This post first appeared on Craig Greenfield’s blog on April 18, 2017.
Brian Mullaney was a sterotypical ad man – a New York yuppie in an Armani suit with a gold rolex on his wrist. But when he hooked up with Operation Smile everything changed.
The charity sends volunteer medical teams to places like Gaza, China and Vietnam – performing operations on children with cleft palates. For a child doomed to be a social outcast, these operations are simply life-changing.
Mullaney caught the vision and joined their Board. It changed his life too.
But on a typical medical mission trip to Vietnam, Mullaney and the team were playing soccer with local kids every day in their down time. They got to know a boy with a cleft lip. The team came to call him Soccer Boy.
At the end of their mission trip, the team were driving away in their bus. As they looked back towards the village, they saw Soccer Boy, his lip still unrepaired, chasing after them sadly.
“We were in shock – how could he not have been helped?”
From a business perspective, Mullaney was wrecked by the thought of how many kids were not being reached, “What store turns away 80% of its customers?”
Mullaney helped come up with a new business model for Operation Smile. Rather than raise millions of dollars to fly surgeons and their equipment from the Western world, why not equip local doctors to perform cleft surgery year-round?
Interestingly, the leadership of Operation Smile was not too keen on Mullaney’s brilliant new idea.

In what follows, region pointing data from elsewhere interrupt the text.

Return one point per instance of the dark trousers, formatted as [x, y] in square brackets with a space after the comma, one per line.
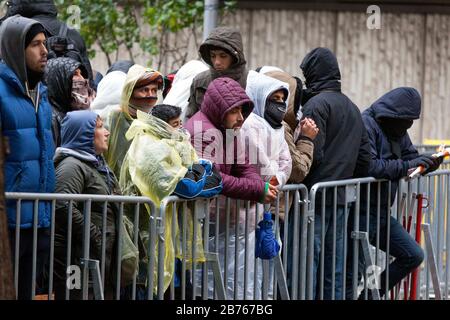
[24, 290]
[407, 253]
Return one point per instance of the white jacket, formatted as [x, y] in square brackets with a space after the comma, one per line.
[109, 91]
[272, 152]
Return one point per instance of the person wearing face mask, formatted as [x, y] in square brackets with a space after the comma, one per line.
[68, 90]
[341, 151]
[392, 156]
[140, 92]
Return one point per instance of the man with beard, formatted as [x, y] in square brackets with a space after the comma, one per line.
[25, 115]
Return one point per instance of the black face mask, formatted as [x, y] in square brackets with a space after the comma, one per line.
[306, 95]
[274, 113]
[395, 128]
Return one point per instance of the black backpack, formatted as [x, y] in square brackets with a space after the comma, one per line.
[62, 46]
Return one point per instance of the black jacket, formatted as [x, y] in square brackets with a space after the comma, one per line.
[58, 78]
[45, 12]
[400, 103]
[341, 149]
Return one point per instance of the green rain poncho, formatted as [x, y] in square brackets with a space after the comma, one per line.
[118, 121]
[157, 159]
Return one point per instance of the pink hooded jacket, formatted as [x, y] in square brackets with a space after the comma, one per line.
[240, 181]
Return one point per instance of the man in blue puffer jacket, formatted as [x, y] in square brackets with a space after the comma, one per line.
[392, 156]
[26, 121]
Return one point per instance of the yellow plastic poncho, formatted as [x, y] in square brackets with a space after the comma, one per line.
[118, 121]
[158, 158]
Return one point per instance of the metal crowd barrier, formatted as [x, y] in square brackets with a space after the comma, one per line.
[204, 248]
[434, 275]
[227, 268]
[76, 244]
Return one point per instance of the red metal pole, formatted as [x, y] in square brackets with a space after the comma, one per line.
[415, 273]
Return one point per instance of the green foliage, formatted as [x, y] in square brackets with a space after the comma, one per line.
[113, 24]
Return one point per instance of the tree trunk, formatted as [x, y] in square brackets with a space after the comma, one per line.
[6, 273]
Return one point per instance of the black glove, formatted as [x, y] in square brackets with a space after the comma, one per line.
[421, 160]
[437, 161]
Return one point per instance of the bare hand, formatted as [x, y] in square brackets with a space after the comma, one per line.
[271, 194]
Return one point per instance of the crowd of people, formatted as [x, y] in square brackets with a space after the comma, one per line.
[211, 128]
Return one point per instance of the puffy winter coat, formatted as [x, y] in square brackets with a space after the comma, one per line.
[29, 165]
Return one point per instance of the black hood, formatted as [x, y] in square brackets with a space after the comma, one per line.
[400, 103]
[58, 77]
[13, 46]
[121, 65]
[321, 70]
[31, 8]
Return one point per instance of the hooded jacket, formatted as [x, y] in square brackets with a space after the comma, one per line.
[58, 77]
[45, 12]
[231, 40]
[79, 170]
[29, 165]
[302, 149]
[118, 120]
[400, 103]
[273, 157]
[240, 181]
[341, 148]
[180, 91]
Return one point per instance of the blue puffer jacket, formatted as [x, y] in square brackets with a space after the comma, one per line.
[400, 103]
[29, 166]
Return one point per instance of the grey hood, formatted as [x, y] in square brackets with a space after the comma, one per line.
[13, 32]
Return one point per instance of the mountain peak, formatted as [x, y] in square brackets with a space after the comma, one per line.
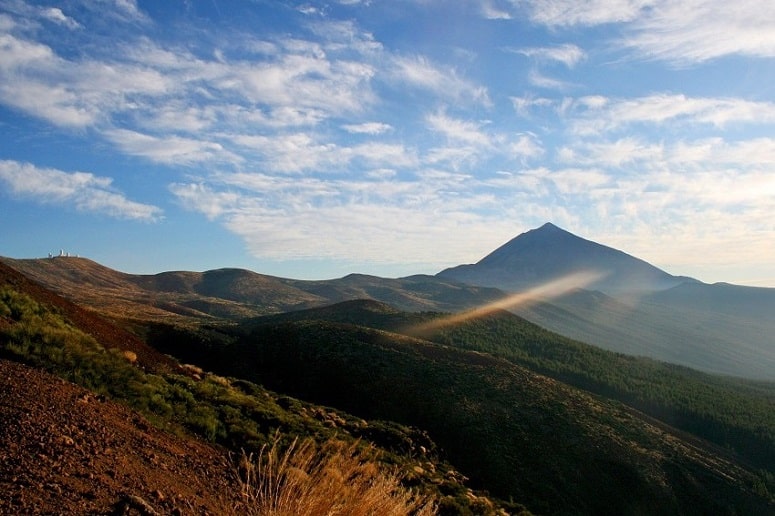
[548, 253]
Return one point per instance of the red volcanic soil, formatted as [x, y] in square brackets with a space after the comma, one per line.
[105, 332]
[65, 451]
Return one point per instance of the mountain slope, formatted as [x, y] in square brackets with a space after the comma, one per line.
[633, 307]
[670, 328]
[512, 431]
[64, 450]
[234, 293]
[548, 253]
[734, 414]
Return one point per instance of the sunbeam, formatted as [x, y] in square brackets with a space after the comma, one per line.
[543, 292]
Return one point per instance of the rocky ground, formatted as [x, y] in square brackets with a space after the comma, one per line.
[64, 450]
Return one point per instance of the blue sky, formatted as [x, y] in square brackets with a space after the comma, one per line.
[314, 139]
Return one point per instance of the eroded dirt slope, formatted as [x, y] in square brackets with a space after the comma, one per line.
[65, 451]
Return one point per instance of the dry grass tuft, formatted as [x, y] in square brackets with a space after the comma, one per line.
[333, 479]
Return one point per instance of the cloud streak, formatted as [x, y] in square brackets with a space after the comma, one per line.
[83, 190]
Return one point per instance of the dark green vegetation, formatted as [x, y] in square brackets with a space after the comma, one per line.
[556, 425]
[516, 433]
[187, 297]
[232, 412]
[676, 326]
[737, 415]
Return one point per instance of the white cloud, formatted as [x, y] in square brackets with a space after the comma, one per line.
[442, 82]
[171, 150]
[314, 218]
[540, 80]
[367, 128]
[567, 54]
[693, 31]
[491, 12]
[56, 15]
[83, 190]
[683, 32]
[559, 13]
[457, 130]
[595, 114]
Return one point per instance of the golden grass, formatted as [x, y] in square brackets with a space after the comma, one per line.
[332, 479]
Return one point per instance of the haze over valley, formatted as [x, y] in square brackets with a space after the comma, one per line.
[476, 257]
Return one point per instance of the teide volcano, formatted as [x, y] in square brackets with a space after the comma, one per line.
[548, 253]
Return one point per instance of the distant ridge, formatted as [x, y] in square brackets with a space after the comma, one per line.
[547, 253]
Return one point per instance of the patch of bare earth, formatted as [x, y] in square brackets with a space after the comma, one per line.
[65, 451]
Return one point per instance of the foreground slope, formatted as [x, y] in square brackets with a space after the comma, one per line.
[237, 414]
[64, 450]
[515, 433]
[547, 253]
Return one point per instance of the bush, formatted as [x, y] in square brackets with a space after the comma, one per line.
[332, 479]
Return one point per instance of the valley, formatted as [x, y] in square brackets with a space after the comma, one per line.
[483, 406]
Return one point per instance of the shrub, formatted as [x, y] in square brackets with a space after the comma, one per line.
[332, 479]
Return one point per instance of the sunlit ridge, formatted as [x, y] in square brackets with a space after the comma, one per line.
[543, 292]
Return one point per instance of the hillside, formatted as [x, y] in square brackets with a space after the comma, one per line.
[66, 451]
[684, 331]
[734, 414]
[516, 433]
[547, 253]
[36, 329]
[534, 419]
[233, 293]
[629, 306]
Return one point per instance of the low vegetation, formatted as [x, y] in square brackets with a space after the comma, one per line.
[236, 413]
[332, 479]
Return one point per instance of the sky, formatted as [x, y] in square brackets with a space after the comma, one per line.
[390, 137]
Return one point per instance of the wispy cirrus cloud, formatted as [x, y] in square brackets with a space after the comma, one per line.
[368, 128]
[444, 82]
[596, 114]
[683, 33]
[691, 31]
[568, 54]
[83, 190]
[56, 15]
[563, 13]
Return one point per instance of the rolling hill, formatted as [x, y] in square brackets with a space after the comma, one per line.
[544, 254]
[528, 416]
[517, 433]
[633, 307]
[234, 293]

So Mullaney left to start his own organization – Smile Train. Mullaney’s new charity went on to help provide more than a million surgeries in nearly 90 countries, with one simple tweak – they equipped local doctors to do the surgery.
I read this article over on Craig Greenfield’s blog, and I had to share it here. It’s spot on, and something that we often miss. We want to be the one that swoop’s in, capes waving in the wind, and save the day. We want to be the superhero.

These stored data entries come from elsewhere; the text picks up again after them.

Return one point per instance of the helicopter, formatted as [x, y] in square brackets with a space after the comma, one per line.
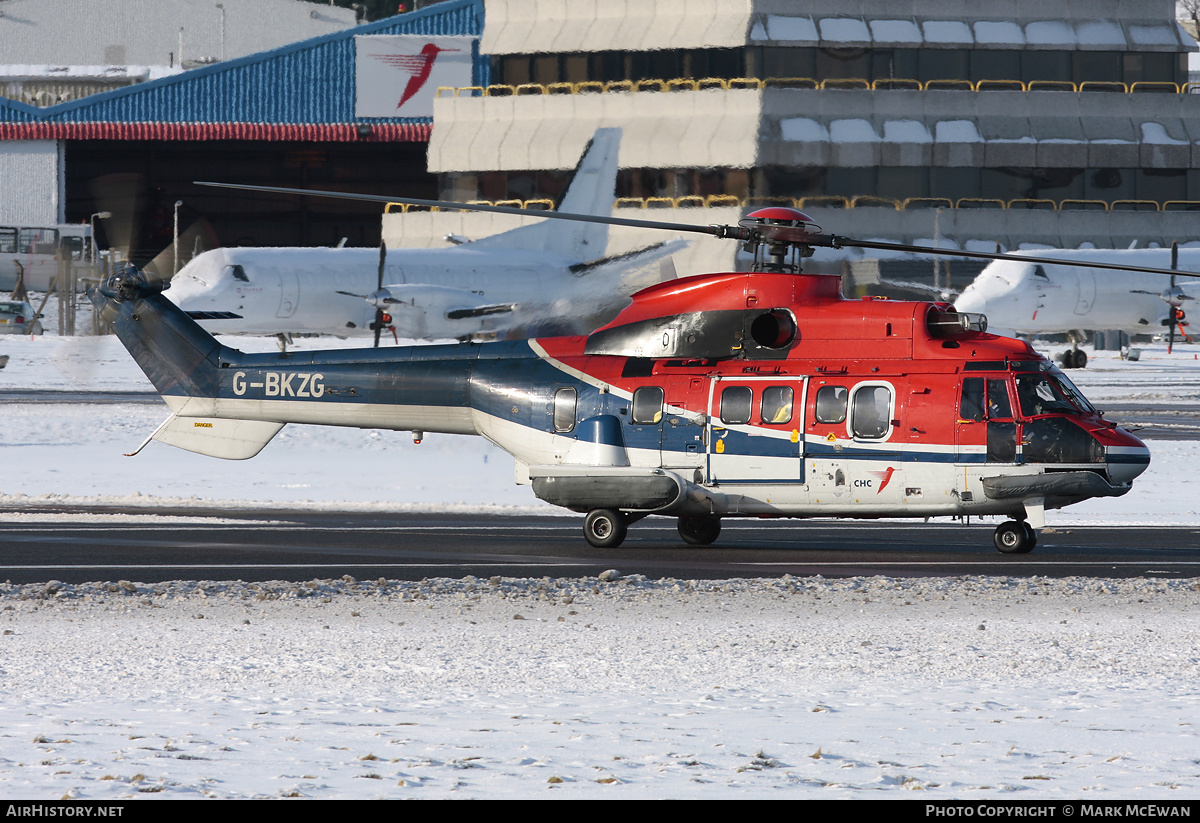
[759, 394]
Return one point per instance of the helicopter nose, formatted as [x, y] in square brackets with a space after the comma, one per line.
[972, 300]
[1125, 456]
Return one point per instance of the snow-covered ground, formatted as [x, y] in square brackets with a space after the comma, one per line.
[973, 689]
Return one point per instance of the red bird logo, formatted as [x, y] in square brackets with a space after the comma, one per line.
[417, 66]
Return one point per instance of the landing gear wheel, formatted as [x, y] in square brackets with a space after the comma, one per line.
[605, 528]
[1015, 538]
[700, 530]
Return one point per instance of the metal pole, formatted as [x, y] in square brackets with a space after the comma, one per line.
[174, 265]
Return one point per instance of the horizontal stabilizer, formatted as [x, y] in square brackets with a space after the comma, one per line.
[480, 311]
[619, 263]
[231, 439]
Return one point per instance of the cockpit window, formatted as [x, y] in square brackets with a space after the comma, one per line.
[1037, 395]
[1068, 389]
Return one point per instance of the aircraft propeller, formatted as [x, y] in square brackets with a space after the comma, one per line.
[1174, 298]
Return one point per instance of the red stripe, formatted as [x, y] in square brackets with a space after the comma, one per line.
[215, 131]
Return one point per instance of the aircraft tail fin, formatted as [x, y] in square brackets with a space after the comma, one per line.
[174, 352]
[591, 191]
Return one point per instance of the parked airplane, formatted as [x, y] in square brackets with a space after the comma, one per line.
[544, 276]
[761, 394]
[1049, 298]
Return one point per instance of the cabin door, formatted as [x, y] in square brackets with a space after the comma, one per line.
[754, 430]
[289, 293]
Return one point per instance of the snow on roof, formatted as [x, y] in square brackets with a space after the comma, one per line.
[803, 130]
[947, 31]
[1002, 32]
[853, 131]
[906, 131]
[895, 31]
[792, 28]
[1049, 32]
[957, 131]
[1155, 132]
[845, 29]
[1099, 32]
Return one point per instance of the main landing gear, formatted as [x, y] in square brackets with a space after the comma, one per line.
[1015, 538]
[606, 528]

But, think about the superheroes in your life. The teachers. The behind-the-scenes wizards. The support staff. You can do what you do today, because someone taught you. You do it well, because someone is there to help you.
Those in need aren’t always looking for a hero to do it for them. They may be down right now, but they just need someone to walk beside them for awhile and teach them a better way. They are skilled enough, smart enough, and driven enough to take it from there. Even beyond the there we show them.
None of us can make it on our own, we need each other. But, we don’t need someone to do it for us.